A couple of weeks ago we went to visit a very pleasant couple – the woman I interviewed (over the telephone) for my article on computer programmers. She has a baby the same age as David, and also works at home making up programmes – that is, the detailed instructions to be fed into a computer to do a required job. Anyway, we liked each other very much even over the phone, and she invited us to a meal to meet properly. They have a marvellous little stone cottage up in the Chilterns, right out in the country, with apple trees and daffodils, low oak beams, a huge log fire, and a grand piano squeezed into the front parlour. It sounds like a setting from a romantic novel, and that was the feeling even when we were there, that everything matched so well that it couldn’t be quite real. And a remarkable affinity too, between us as people. A bond to start with of course  — it was the interest of her story that got me a place in the Guardian, and she credits me with the terrific boost to her business – she now has 20 other home-bound women working for her, and is forming herself into a limited company, and with giving her the confidence to get started. Then Derek is also a physicist [like Tony], reserved, very musical, and Steve and I found that our feelings and ideas agreed on all sorts of points.

Shirley family

The Shirley family in August 1963. Photograph from Dame Stephanie’s memoir, Let IT Go.

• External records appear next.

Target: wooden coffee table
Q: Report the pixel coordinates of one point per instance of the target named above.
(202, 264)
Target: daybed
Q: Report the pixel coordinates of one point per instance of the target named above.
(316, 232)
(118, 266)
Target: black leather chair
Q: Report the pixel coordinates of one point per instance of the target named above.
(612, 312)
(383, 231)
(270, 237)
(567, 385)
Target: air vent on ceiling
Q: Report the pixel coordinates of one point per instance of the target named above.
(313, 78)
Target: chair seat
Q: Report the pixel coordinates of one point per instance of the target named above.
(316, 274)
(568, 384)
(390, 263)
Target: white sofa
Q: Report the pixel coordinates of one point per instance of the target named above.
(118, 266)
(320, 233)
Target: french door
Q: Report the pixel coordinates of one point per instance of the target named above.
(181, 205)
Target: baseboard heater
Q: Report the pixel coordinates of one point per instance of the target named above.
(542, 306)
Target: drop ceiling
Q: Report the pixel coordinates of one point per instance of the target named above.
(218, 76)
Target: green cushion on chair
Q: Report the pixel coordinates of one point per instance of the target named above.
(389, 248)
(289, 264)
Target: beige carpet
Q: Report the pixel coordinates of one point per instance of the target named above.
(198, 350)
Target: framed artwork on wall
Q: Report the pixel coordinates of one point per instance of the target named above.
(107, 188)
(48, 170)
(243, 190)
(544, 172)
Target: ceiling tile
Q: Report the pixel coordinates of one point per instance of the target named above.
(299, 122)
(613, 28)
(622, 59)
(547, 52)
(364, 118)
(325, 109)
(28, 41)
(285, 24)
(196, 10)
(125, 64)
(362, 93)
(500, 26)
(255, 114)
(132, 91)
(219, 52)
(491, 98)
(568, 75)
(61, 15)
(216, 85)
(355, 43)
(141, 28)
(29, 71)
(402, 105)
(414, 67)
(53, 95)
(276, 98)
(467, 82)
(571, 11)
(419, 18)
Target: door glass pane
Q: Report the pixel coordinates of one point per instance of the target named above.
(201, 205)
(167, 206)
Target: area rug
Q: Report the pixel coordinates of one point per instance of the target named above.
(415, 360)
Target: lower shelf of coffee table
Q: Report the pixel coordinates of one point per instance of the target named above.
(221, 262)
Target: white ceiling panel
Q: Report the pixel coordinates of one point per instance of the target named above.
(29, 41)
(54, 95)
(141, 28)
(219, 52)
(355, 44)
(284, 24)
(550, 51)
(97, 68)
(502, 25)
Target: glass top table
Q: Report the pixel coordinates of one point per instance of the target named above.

At that time Giles and our David were eleven months old. Steve writes in her memoir:

The catastrophe had crept up on us. It must have been in early 1964—when he was about eight months old—that we first began to worry, on and off, that perhaps Giles was a bit slow in his development: not physically, but in his behaviour. He was slow to crawl, slow to walk, slow to talk; he seemed almost reluctant to engage with the world around him. These concerns took time to crystallise—as such concerns generally do—and the first time I went to a doctor about them I couldn’t even admit to myself what was worrying me. …

My letters for the rest of 1964 are full of references to our new friends: visits back and forth, parties, conversations. In June I wrote: We liked them even more, if possible …  isn’t it strange how people sometimes just click.

Meanwhile, Steve writes:

By the end of that year, however, there was no avoiding the observation that Giles was losing skills he had already learnt. … [He] had never become chatty. And now he fell silent. …

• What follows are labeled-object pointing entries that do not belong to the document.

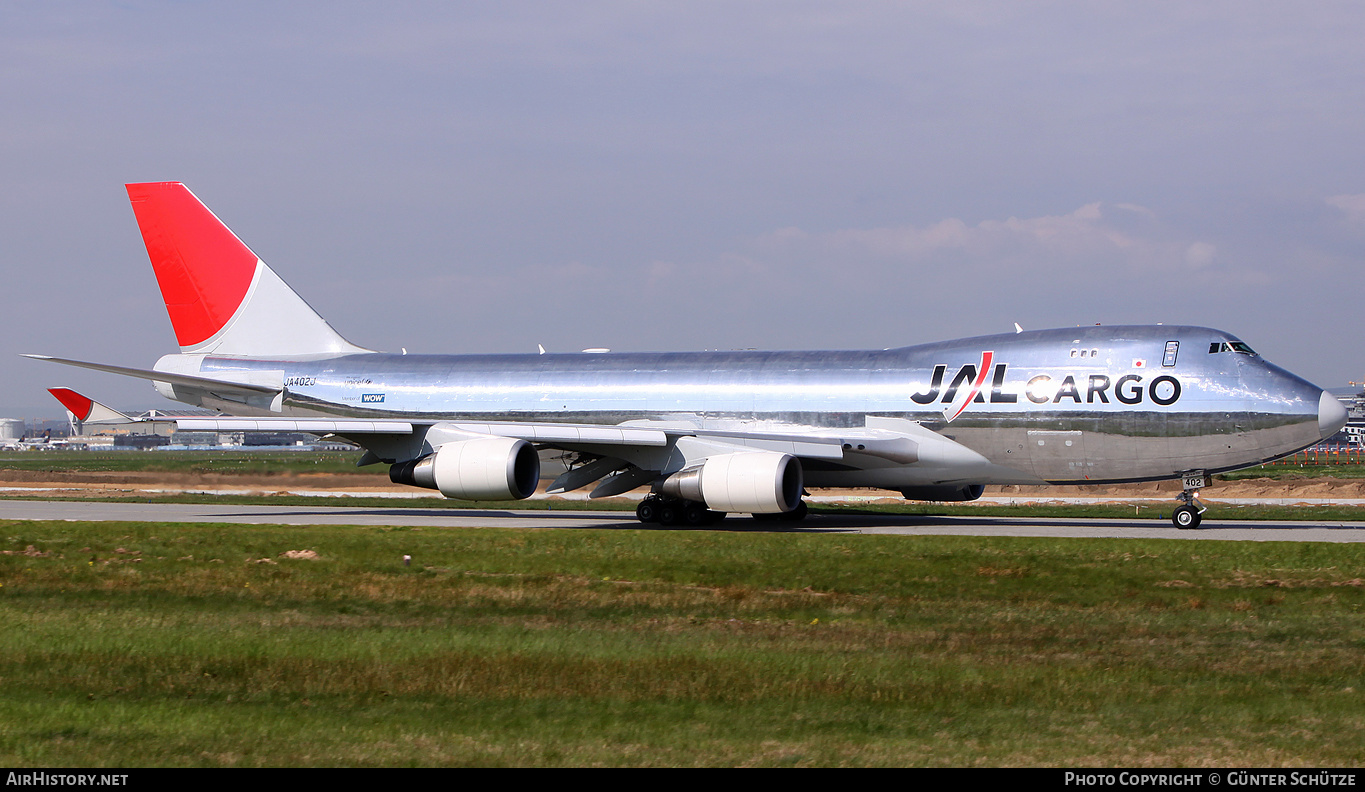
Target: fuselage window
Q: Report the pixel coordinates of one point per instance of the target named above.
(1230, 347)
(1171, 350)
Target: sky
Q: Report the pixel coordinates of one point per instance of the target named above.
(489, 176)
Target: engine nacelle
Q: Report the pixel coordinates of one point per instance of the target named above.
(943, 492)
(485, 469)
(754, 482)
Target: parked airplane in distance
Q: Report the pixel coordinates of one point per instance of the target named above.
(718, 432)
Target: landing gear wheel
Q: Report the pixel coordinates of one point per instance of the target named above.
(670, 514)
(1185, 516)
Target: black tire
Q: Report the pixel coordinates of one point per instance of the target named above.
(670, 514)
(1185, 518)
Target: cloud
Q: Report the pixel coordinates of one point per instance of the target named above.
(1350, 205)
(1200, 256)
(1049, 241)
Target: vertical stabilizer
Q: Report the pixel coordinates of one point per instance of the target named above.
(220, 297)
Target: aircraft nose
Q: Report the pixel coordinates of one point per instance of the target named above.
(1331, 415)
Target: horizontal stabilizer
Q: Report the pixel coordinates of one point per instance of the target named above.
(219, 385)
(88, 410)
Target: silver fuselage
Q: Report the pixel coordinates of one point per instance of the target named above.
(1084, 404)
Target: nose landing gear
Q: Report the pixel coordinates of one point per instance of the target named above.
(1189, 514)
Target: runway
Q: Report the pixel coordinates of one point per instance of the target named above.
(916, 525)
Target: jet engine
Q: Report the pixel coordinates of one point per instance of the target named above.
(754, 482)
(485, 469)
(943, 492)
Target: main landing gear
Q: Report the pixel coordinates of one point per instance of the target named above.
(1189, 514)
(679, 512)
(676, 512)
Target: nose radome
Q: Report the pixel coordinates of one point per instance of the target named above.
(1331, 415)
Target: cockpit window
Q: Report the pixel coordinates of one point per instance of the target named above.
(1230, 347)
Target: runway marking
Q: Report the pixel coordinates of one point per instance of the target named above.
(890, 525)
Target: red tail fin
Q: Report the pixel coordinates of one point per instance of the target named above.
(221, 298)
(202, 268)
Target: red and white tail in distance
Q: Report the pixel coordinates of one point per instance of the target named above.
(219, 294)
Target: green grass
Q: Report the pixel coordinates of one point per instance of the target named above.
(175, 645)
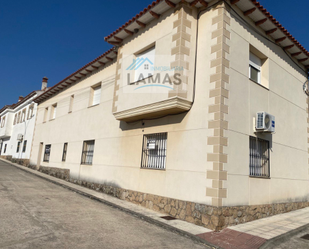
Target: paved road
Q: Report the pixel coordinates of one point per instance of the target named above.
(292, 242)
(35, 213)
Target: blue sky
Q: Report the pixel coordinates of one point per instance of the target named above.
(55, 38)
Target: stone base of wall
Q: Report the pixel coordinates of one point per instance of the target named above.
(23, 162)
(215, 218)
(56, 172)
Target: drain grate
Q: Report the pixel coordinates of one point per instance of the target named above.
(306, 236)
(168, 218)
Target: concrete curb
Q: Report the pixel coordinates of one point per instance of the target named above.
(283, 237)
(111, 204)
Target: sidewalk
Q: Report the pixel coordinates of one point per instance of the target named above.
(255, 234)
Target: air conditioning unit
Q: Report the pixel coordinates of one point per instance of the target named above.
(20, 137)
(264, 122)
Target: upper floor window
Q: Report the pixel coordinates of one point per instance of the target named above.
(30, 111)
(53, 111)
(15, 119)
(18, 146)
(154, 151)
(18, 117)
(144, 64)
(45, 114)
(25, 146)
(95, 95)
(2, 122)
(255, 65)
(23, 115)
(71, 103)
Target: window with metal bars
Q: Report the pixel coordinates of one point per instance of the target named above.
(154, 151)
(25, 146)
(87, 154)
(259, 157)
(18, 145)
(47, 153)
(64, 153)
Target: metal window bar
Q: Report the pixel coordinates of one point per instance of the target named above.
(154, 151)
(25, 146)
(47, 153)
(87, 154)
(64, 153)
(259, 157)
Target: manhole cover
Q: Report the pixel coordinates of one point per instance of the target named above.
(168, 218)
(306, 236)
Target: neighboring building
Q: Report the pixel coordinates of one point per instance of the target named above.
(17, 123)
(166, 119)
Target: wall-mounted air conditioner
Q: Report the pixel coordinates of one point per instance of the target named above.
(264, 122)
(20, 137)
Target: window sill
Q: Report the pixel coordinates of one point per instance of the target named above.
(93, 105)
(137, 81)
(153, 169)
(261, 177)
(259, 84)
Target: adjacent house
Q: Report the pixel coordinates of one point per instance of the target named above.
(17, 123)
(198, 111)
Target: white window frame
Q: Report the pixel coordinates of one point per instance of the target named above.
(256, 63)
(96, 95)
(143, 59)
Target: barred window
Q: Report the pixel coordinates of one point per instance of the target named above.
(259, 157)
(18, 145)
(25, 146)
(64, 153)
(47, 153)
(87, 154)
(154, 151)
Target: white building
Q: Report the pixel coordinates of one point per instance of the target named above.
(17, 123)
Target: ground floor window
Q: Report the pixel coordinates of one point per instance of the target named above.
(154, 151)
(47, 152)
(25, 146)
(259, 157)
(18, 145)
(87, 154)
(64, 153)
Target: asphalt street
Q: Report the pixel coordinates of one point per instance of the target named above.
(35, 213)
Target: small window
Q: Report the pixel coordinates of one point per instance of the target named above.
(154, 151)
(255, 65)
(30, 111)
(53, 111)
(71, 103)
(47, 153)
(259, 157)
(2, 122)
(87, 154)
(64, 153)
(15, 119)
(18, 118)
(23, 115)
(45, 114)
(144, 66)
(25, 146)
(96, 95)
(18, 146)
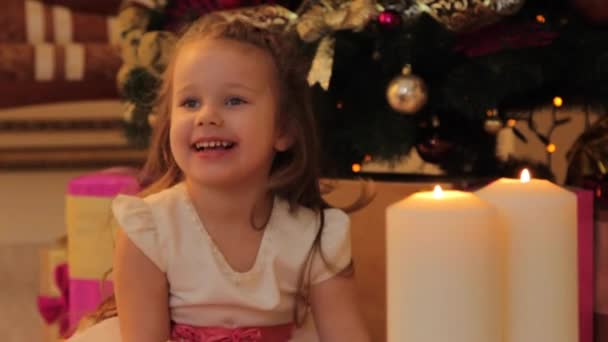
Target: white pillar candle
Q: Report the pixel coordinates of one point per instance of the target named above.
(541, 292)
(444, 269)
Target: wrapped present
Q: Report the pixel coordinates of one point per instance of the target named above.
(91, 229)
(36, 22)
(53, 292)
(585, 201)
(46, 62)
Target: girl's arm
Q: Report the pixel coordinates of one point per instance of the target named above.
(336, 312)
(142, 294)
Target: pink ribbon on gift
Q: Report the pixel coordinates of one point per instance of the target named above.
(105, 183)
(55, 309)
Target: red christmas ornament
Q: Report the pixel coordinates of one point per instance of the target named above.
(595, 11)
(389, 19)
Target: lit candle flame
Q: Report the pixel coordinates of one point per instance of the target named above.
(525, 176)
(437, 192)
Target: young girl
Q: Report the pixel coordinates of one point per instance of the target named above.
(233, 241)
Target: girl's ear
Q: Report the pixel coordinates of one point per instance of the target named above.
(283, 142)
(285, 138)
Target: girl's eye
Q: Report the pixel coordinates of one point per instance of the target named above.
(190, 103)
(235, 101)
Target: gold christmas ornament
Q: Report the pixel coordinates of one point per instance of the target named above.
(467, 15)
(407, 93)
(128, 113)
(493, 125)
(129, 46)
(122, 76)
(327, 16)
(132, 18)
(322, 64)
(264, 17)
(155, 49)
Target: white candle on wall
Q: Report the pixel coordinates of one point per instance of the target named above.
(444, 269)
(541, 253)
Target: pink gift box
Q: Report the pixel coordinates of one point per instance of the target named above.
(105, 183)
(87, 293)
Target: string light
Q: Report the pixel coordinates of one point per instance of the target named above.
(541, 19)
(558, 101)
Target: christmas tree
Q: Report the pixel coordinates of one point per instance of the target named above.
(441, 77)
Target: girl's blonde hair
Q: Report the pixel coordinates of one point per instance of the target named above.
(295, 174)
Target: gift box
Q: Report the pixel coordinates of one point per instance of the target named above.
(37, 22)
(53, 292)
(91, 230)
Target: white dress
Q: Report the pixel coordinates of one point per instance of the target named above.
(204, 290)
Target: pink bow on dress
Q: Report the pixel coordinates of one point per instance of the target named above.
(184, 333)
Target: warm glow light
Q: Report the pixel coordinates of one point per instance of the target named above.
(437, 192)
(541, 18)
(558, 101)
(525, 176)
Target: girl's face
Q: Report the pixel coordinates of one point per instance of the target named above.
(225, 102)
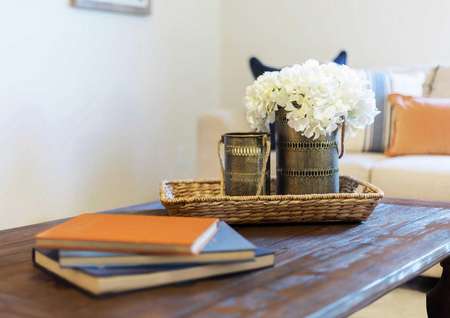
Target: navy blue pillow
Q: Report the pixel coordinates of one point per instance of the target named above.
(259, 68)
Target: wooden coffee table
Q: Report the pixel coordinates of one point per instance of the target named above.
(321, 271)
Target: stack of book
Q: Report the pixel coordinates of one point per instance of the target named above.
(109, 253)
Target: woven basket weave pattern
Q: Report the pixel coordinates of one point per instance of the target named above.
(355, 202)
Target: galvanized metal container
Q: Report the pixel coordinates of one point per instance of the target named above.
(305, 165)
(246, 167)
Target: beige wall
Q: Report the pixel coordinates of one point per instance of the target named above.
(376, 33)
(97, 108)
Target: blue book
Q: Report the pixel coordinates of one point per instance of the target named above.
(226, 246)
(105, 280)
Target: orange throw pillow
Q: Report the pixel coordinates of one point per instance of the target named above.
(419, 126)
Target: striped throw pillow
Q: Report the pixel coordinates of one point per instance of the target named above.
(375, 138)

Months of desperate anxiety followed, in which there seemed to be little that we could do except fret. …

My lovely placid baby became a wild and unmanageable toddler who screamed all the time and appeared not to understand (or even to wish to understand) anything that was said to him…

By mid-1965 Giles had taken up weekly residence at The Park [the children’s diagnostic psychiatric hospital in Oxford] while the doctors there tried to work out what was wrong. Nothing I can write can capture the enormity of the sorrow that that short sentence now brings flooding back to me. …

Finally, in mid-1966, the specialists overseeing Giles’s case [at Great Ormond Street Hospital for Children] delivered the devastating but unarguable verdict: our son was profoundly autistic, and would never be able to lead a normal life.

I understand now that our friendship with the Shirleys could not survive. Being with us would have been painful for them. There was too much unspoken, too much contrast between their child and ours. For a short time, we loved them. Even now, a sadness returns.

 

 

Postscript

Derek and Steve spent the rest of Giles’s short life seeking appropriate and supportive care for him. (He died at age 35.) Steve’s business flourished. She has poured her considerable wealth into philanthropy, primarily to support “projects with strategic impact in the field of autism spectrum disorders.”